司会 出版社が「嫌中憎韓」の書籍を次々に出すのは何故でしょうか。

岩下 やはり売れるからだと思います。単発で大ヒットではなく、ランキングから見ると10位以内に入ったのは『呆韓論』だけ。そのほかにヒットはないのに、さまざまなタイトルを付けた「嫌中憎韓」本の数がものすごく多く、これが主流だと思われています。

近藤 冷静に分析している著作でも、「売らんがため」に反中的なタイトルをつけなければならない状況です。

岩下 この現象は特に新書の場合が多いです。安価で初刷が少なく、長く売り続ける本ではありません。一瞬にして大量に店頭に供給し、広告も一気に出して、平積みにし、売れたらさっと引き下げます。今の出版業界は3年も売れるなどとは期待していません。「反中」のブームに乗って、回転の速い商品として出しています。

司会 売れるというのは、大体何部くらいなのですか。

 新書の場合は初刷大体1万部。本屋に行くと、このような本は平積みにして少なくとも20、30冊があります。版元も、編集者たちも社会の空気を読んで「今の読者はこういうのが好みだから」と「嫌中憎韓」の本を出す。ただ、本当に売れているかどうか、私たちにはわかりません。

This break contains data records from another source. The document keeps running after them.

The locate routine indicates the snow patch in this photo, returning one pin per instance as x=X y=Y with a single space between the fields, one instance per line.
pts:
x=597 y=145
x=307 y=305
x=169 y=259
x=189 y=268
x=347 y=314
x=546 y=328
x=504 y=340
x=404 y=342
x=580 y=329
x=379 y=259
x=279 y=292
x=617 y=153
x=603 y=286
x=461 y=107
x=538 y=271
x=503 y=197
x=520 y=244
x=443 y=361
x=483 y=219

岩下 私たちは最初に千部くらいスタートしてだんだん増刷していく。だが「嫌中憎韓」本はいきなり店頭に大量に並べて、それを見た客は「人気の本だ」と思って買ってしまう。「物量によって売る」というスタイルが確立されているのです。

真鍋かおる 大手の出版社の企画会議では、営業部の意見が非常に強い。営業の支持を得られないと編集者は本を作れないという状況にあります。発行部数はその筆者の前の本のデータで決まります。だから、こんな本を作りたいといっても、データがなかったり、売れそうもないと判断されたりすれば手も足も出ない。どこの版元でも大手出版社でも、こういう傾向が強いのです。

 

出版界自ら足元見つめる

 

司会 どうして、売れさえすれば何を書いてもよいという風潮がまん延したのでしょう。

岩下 昔の出版界は志が高く、「良い本を売るのだ」という意識が強かった。私がこの業界に入ってからは、そんな甘えは許されない「売ってこそ良い本」で、編集者が勝手に良いと思っている自己満足ではダメ。「ちゃんと数字を上げて売ってみろ」という意識が強くなった。結果的にいい面もあったが、中身が正当かどうかを度外視し、売れそうなものを作る、読者のニーズに合わせた方が勝ちという風潮が続いた結果、嫌韓本・嫌中本のブームとなっている。

しかし対応してはいけないニーズがあると思う。差別感情もニーズのひとつという考え方はダメなのではないか。

近藤 だいぶ前の出版人には絶対にやってはいけない3S(セックス、スキャンダル、センセーショナリズム)という「禁じ手」があった。しかし出版不況という背景があり、そこに踏み込んでしまった感がある。車に例えると、ブレーキの効かない車、ハンドルが効かない車を売ってはいけない。あなたの本はブレーキが効きますか?ハンドルは効きますか?という問いかけをしたい。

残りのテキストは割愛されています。